New Orleans, Louisiana: Die Afroamerikanerin Alicia West (Naomie Harris) war für ihre Heimat als G.I. in Afghanistan und ist seit kurzem Polizeibeamtin. Am heutigen Morgen joggt sie und wird von einer Polizeistreife angehalten. Die beiden weißen Beamten (Ron Mars, Tony Janning) unterziehen sie einer aggressiv durchgeführten Leibesvisitation, bevor sie aufgrund ihrer Polizeimarke erkennen, dass es sich um eine Kollegin handelt. Indessen sich der eine für das Vorgehen entschuldigt, zeigt ihr der zweite, dass er sie in der umliegenden Nachbarschaft, wo auch Alicia wohnt, nicht für die richtige Gesellschaft hält… Sie läuft weiter zum Lafayette Cemetery No 2 und bringt ihrer vor kurzem gestorbenen Mutter Thelma frische Blumen an deren Grabstätte. Auf dem Polizeipräsidium trifft sie später ihren Kollegen Kevin Jennings (Reid Scott), ebenfalls weißer Hautfarbe, mit dem sie heute Streife fahren wird. Kevin mag und respektiert sie. Als er ihre gedrückte Stimmung bemerkt, versucht er sie etwas aufzuheitern. Die beiden, jeder in kugelsicherer Weste mit aufgeschnallter Body Cam, fahren im Streifenwagen durchs Armenviertel Kingston Manor in New Orleans, wo in verfallenden Häusern vor allem afroamerikanische Bürger ihr Dasein fristen. Kevin erzählt seiner neuen Kollegin, dass auf deren Anrufe die Polizei nicht mal mehr reagiere. Als er an einem Supermarkt Kaffee holt, bemerkt Alicia vom Auto aus eine afroamerikanische Frau (Nafessa Williams) in Gesellschaft von zwei Männern und einem Jungen (Carsyn Taylor), womöglich ihrem Sohn…

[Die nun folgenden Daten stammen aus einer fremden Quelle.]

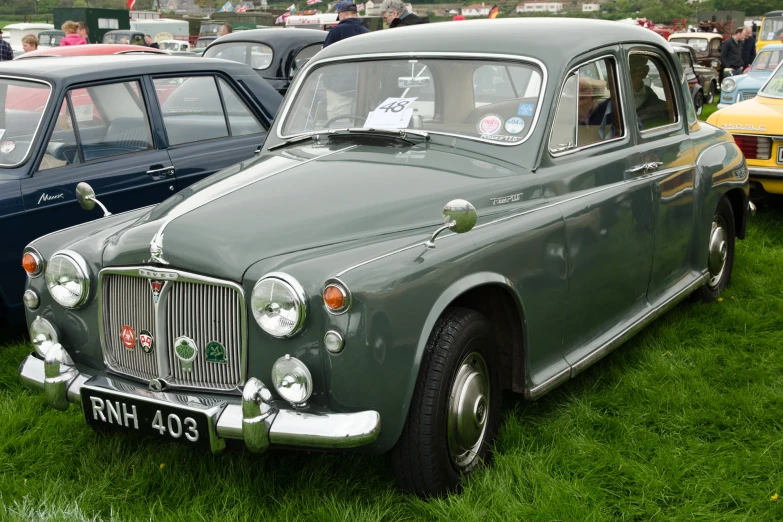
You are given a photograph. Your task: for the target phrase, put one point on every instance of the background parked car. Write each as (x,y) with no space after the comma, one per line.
(275,54)
(140,128)
(745,86)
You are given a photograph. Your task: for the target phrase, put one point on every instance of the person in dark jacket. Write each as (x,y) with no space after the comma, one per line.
(396,15)
(748,46)
(350,24)
(731,52)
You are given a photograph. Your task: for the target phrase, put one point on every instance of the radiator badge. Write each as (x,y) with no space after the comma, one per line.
(128,337)
(216,352)
(146,341)
(186,350)
(156,286)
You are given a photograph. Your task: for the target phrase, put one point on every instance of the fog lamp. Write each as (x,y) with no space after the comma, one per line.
(42,335)
(292,380)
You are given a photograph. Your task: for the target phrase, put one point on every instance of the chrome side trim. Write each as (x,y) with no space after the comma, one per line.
(157,239)
(300,77)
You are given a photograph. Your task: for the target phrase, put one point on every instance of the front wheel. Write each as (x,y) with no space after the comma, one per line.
(455,409)
(720,260)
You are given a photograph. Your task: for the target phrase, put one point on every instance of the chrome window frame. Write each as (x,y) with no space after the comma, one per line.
(34,137)
(160,318)
(669,126)
(761,89)
(626,135)
(305,72)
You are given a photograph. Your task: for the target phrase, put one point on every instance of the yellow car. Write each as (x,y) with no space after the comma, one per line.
(757,127)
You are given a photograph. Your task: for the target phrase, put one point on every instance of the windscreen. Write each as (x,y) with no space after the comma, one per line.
(494,101)
(23,104)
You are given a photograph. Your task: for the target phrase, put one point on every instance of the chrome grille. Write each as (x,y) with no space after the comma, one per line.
(201,308)
(204,313)
(127,301)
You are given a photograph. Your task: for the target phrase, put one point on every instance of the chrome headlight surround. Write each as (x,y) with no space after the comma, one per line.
(82,279)
(265,305)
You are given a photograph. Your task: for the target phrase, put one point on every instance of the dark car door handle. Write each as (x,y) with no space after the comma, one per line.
(168,171)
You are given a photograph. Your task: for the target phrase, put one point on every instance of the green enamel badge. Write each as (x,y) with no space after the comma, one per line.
(216,352)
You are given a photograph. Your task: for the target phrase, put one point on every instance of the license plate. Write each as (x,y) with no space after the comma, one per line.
(107,411)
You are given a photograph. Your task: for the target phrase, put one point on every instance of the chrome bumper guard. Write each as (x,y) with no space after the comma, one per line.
(253,419)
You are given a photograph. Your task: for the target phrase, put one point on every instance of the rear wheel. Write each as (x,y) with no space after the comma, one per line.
(720,260)
(455,407)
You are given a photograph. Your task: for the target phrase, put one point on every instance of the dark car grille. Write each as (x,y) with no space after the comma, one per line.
(204,312)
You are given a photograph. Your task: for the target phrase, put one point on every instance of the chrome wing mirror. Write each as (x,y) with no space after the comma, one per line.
(458,216)
(85,195)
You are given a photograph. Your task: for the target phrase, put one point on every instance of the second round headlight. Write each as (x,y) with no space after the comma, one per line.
(67,279)
(279,305)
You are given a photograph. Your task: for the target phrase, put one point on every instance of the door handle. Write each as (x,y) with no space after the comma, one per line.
(168,171)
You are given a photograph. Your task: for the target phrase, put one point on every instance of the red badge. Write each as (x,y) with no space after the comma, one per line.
(128,337)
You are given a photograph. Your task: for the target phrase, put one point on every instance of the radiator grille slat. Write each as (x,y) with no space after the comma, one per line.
(203,312)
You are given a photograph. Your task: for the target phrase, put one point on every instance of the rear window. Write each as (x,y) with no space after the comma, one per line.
(256,55)
(23,104)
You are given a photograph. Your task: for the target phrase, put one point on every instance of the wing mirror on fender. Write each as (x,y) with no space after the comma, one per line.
(85,195)
(458,216)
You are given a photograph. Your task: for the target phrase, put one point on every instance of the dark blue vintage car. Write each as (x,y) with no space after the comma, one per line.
(137,129)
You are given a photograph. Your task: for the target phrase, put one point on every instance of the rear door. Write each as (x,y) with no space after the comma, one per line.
(102,136)
(208,123)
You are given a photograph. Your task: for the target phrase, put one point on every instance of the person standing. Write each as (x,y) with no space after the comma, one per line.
(6,53)
(396,15)
(149,43)
(731,52)
(29,43)
(748,46)
(350,24)
(71,30)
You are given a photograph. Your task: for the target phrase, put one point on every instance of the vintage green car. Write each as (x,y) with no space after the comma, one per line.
(316,297)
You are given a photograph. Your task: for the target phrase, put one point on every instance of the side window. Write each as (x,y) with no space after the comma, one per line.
(303,57)
(653,95)
(62,148)
(192,110)
(111,119)
(240,118)
(589,110)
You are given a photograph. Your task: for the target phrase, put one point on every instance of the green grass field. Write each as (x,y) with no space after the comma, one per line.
(683,422)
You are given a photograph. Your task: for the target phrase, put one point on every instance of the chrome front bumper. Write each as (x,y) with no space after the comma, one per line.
(253,419)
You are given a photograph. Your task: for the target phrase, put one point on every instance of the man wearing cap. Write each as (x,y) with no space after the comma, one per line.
(6,53)
(350,24)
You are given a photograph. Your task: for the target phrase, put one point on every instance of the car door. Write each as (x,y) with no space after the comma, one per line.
(662,132)
(102,136)
(209,124)
(606,204)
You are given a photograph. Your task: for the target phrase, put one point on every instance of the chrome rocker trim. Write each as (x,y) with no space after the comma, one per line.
(254,419)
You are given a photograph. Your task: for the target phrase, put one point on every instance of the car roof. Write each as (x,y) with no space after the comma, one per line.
(508,36)
(77,69)
(276,34)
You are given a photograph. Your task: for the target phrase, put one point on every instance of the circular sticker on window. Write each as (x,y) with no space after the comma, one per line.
(515,125)
(490,124)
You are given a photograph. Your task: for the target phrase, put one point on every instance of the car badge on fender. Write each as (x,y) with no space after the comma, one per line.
(186,351)
(128,337)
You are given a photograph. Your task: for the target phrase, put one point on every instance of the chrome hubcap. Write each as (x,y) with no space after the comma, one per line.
(719,250)
(468,410)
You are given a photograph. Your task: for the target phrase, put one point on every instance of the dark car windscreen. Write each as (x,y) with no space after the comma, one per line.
(22,105)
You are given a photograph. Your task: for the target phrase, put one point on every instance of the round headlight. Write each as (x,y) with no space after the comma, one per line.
(67,280)
(292,380)
(279,305)
(42,335)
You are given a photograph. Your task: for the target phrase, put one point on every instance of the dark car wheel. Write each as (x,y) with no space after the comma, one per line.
(720,259)
(455,409)
(698,103)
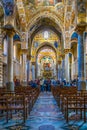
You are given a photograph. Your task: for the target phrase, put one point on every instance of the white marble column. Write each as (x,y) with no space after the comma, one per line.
(33,70)
(10,83)
(24,68)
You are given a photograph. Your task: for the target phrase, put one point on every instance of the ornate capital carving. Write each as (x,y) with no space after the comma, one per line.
(62,55)
(59,62)
(9,30)
(66,51)
(33,63)
(24,51)
(29,57)
(80,29)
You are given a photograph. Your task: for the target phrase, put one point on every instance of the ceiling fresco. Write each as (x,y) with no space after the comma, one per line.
(44,2)
(8,7)
(46,55)
(46,36)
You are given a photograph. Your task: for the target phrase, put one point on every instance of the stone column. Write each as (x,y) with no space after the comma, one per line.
(81,82)
(10,83)
(24,68)
(63,69)
(28,68)
(1,58)
(59,70)
(33,70)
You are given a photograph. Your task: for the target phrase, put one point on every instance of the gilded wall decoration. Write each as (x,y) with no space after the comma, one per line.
(45,2)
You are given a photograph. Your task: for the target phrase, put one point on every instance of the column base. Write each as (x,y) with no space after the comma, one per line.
(10,86)
(81,85)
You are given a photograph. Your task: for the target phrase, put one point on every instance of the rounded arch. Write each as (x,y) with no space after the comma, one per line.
(45,27)
(46,44)
(46,13)
(2,11)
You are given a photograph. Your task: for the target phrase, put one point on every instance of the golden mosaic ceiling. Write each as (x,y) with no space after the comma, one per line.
(46,52)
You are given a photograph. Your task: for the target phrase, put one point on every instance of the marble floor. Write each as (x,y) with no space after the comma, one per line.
(45,115)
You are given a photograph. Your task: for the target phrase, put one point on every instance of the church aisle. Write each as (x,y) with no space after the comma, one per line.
(46,115)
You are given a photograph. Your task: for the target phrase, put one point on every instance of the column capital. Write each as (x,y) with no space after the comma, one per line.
(80,29)
(24,51)
(66,51)
(59,62)
(9,30)
(29,57)
(62,55)
(33,63)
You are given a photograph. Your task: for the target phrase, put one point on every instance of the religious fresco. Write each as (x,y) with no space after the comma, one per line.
(1,12)
(9,7)
(81,11)
(46,36)
(81,6)
(45,2)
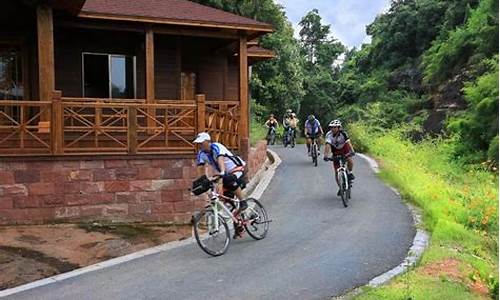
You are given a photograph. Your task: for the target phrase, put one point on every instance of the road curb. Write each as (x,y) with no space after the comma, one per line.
(257,185)
(420,242)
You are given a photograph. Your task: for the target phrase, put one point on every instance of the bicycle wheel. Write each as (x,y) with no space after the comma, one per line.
(343,190)
(214,241)
(257,223)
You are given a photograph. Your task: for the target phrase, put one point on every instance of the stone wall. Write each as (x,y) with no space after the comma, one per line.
(125,189)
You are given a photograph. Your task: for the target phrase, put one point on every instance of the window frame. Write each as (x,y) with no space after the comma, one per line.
(110,55)
(24,55)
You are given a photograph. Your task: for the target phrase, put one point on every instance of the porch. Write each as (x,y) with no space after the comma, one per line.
(120,87)
(84,126)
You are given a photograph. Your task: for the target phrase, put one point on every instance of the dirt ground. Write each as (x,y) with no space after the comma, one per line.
(29,253)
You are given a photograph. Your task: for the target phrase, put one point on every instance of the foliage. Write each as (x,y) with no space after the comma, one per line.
(320,51)
(477,127)
(467,44)
(460,209)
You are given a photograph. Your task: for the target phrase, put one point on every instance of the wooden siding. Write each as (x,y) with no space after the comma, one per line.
(71,43)
(167,68)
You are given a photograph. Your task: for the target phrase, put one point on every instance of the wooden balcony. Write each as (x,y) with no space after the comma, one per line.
(85,126)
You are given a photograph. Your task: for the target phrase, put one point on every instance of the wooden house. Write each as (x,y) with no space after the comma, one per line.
(106,80)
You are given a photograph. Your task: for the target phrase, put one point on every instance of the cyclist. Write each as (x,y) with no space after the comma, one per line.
(339,143)
(271,124)
(292,122)
(286,117)
(225,164)
(312,130)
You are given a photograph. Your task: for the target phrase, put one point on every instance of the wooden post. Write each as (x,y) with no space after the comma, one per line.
(150,77)
(200,108)
(132,129)
(244,111)
(57,130)
(46,79)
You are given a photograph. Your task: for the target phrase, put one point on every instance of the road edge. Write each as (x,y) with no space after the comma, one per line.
(420,242)
(257,186)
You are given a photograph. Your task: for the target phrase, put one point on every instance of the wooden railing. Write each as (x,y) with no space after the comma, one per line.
(21,129)
(80,126)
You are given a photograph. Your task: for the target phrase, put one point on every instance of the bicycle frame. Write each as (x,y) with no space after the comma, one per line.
(342,170)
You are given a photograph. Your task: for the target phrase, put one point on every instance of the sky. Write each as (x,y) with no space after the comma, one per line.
(347,18)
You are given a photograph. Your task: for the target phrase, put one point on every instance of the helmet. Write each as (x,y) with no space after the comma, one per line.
(335,123)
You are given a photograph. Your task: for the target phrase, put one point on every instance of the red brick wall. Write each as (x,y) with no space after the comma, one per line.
(112,189)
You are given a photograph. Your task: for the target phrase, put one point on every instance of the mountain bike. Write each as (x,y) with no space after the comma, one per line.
(289,138)
(211,226)
(271,136)
(314,150)
(345,185)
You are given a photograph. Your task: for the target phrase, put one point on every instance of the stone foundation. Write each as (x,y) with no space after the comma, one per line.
(124,189)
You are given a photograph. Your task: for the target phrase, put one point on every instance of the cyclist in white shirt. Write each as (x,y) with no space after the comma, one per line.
(225,164)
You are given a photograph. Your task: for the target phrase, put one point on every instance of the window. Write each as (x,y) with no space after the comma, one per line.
(11,76)
(108,76)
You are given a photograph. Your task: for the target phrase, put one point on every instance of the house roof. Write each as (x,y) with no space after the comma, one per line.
(179,12)
(257,51)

“It’s a big-city (…) modern-day film noir in which a wrongly accused character tries to clear her name before it’s too late”, schreibt Christy Lemire in ihrer Rezension für RogerEbert.com über diesen Thriller des afroamerikanischen Regisseurs Deon Taylor und seines weißen Autors Peter A. Dowling. Und sie benennt die zentralen Themen, die das Werk in kompromisslos pointierter Weise vorführt – Polizeiwillkür, Korruption und Rassismus. Im klassischen Film Noir à la Schachmatt (USA 1953) oder Im Zeichen des Bösen (USA 1958) waren es Einzelne, die dank ihrer Macht im Dienst des Staates entweder korrupt wurden oder zu territorialen Herrschern heranwuchsen. Spätestens mit Norman Jewisons In der Hitze der Nacht (USA 1967) und im Anschluss dank Sidney Lumets Serpico (USA/ITA 1973) wuchs dies zu einer Darstellung krimineller Machenschaften unterm Schutz des Rechtsstaats, zu einer Darstellung der zugunsten von Korruption und Rassismus etablierten Systeme. Was vor über 50 Jahren eine Welle der Empörung und mit Blick auf Courage und künstlerische Finesse auch eine Welle der Nominierung und Verleihung hochrangiger Filmpreise auslöste, ist Publikum und Filmkritik heute kaum ein Achselzucken wert. Polizeiwillkür, Korruption und Rassismus sind stets und immerdar ein Teil der Tagesnachrichten, deren sachgemäße Monotonie mitunter an Der Blade Runner (USA/HK/UK 1982) erinnert, ist die Welt des 21. Jahrhunderts doch längst im ethisch-moralischen Dunkel einer Zukunft angelangt, die seinerzeit ebenso faszinierend wie unwahrscheinlich schien. Rein technisch und architektonisch mag Black And Blue eine andere Art der Ruine unserer westlichen Hemisphäre abbilden. Moralisch jedoch ist der Dschungel der Bandenkriege von Söldnern mit oder ohne Polizeiuniform eine Bankrotterklärung der Staatsform Demokratie, deren Grundwerte niemand achtet und für die sich niemand interessiert. In diesem Film geht es für die einen um Macht und Geld, für die anderen nur ums nackte Überleben, und das jeweils einzig probate Mittel ist Gewalt.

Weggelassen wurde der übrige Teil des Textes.